DES MOINES, Iowa — Former Nebraska Sen. Bob Kerrey has apologized to Barack Obama for any unintentional insult he committed by raising the Democratic presidential candidate's Muslim heritage while endorsing rival candidate Hillary Rodham Clinton.
Kerrey sent a letter to Obama on Wednesday, lauding the Illinois senator's qualifications to be president and saying that he never meant to harm his candidacy.
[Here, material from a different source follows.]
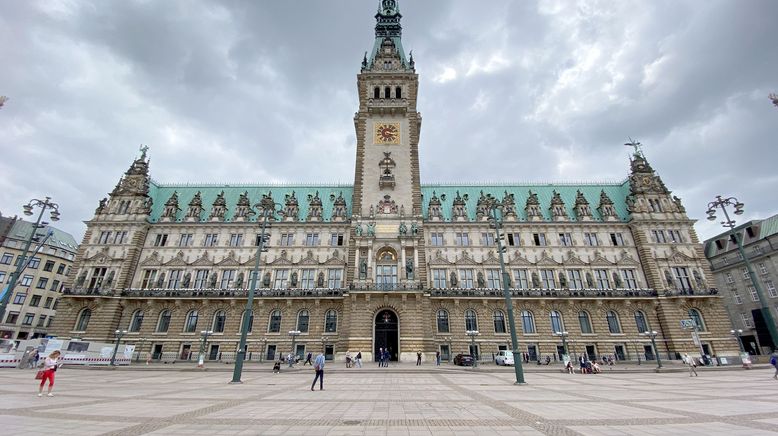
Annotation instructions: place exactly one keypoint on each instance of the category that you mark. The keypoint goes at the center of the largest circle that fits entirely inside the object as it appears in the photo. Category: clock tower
(387, 194)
Kerrey told The Associated Press in a telephone interview that he sent the letter on his own and had not spoken to Clinton or her campaign about the comments he made Sunday in Iowa.
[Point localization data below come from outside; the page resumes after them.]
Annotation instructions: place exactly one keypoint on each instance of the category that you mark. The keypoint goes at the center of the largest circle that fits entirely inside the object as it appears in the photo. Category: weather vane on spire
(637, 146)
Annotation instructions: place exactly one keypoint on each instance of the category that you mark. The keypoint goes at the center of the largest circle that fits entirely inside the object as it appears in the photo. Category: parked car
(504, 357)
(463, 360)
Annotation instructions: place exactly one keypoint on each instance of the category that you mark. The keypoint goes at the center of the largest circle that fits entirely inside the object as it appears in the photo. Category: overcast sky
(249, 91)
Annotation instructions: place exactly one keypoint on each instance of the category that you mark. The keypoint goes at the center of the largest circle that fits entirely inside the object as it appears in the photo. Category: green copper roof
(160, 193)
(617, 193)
"What I found myself getting into in Iowa _ and it was my own fault _ it was the wrong moment to do it and it was insulting," Kerrey told the AP. "I meant no disrespect at all."
Obama spokesman Bill Burton said the senator accepted Kerrey's apology, sent to the campaign in the mail and via e-mail.
While announcing his support for Clinton on Sunday, Kerrey told The Washington Post in an interview that while he hopes Clinton is the nominee, he would like Obama to have a role _ especially because of his ability to reach out to black youth and Muslims around the world.
"It's probably not something that appeals to him, but I like the fact that his name is Barack Hussein Obama, and that his father was a Muslim and that his paternal grandmother is a Muslim," said Kerrey, a former governor and the current president of the New School in New York City. "There's a billion people on the planet that are Muslims, and I think that experience is a big deal."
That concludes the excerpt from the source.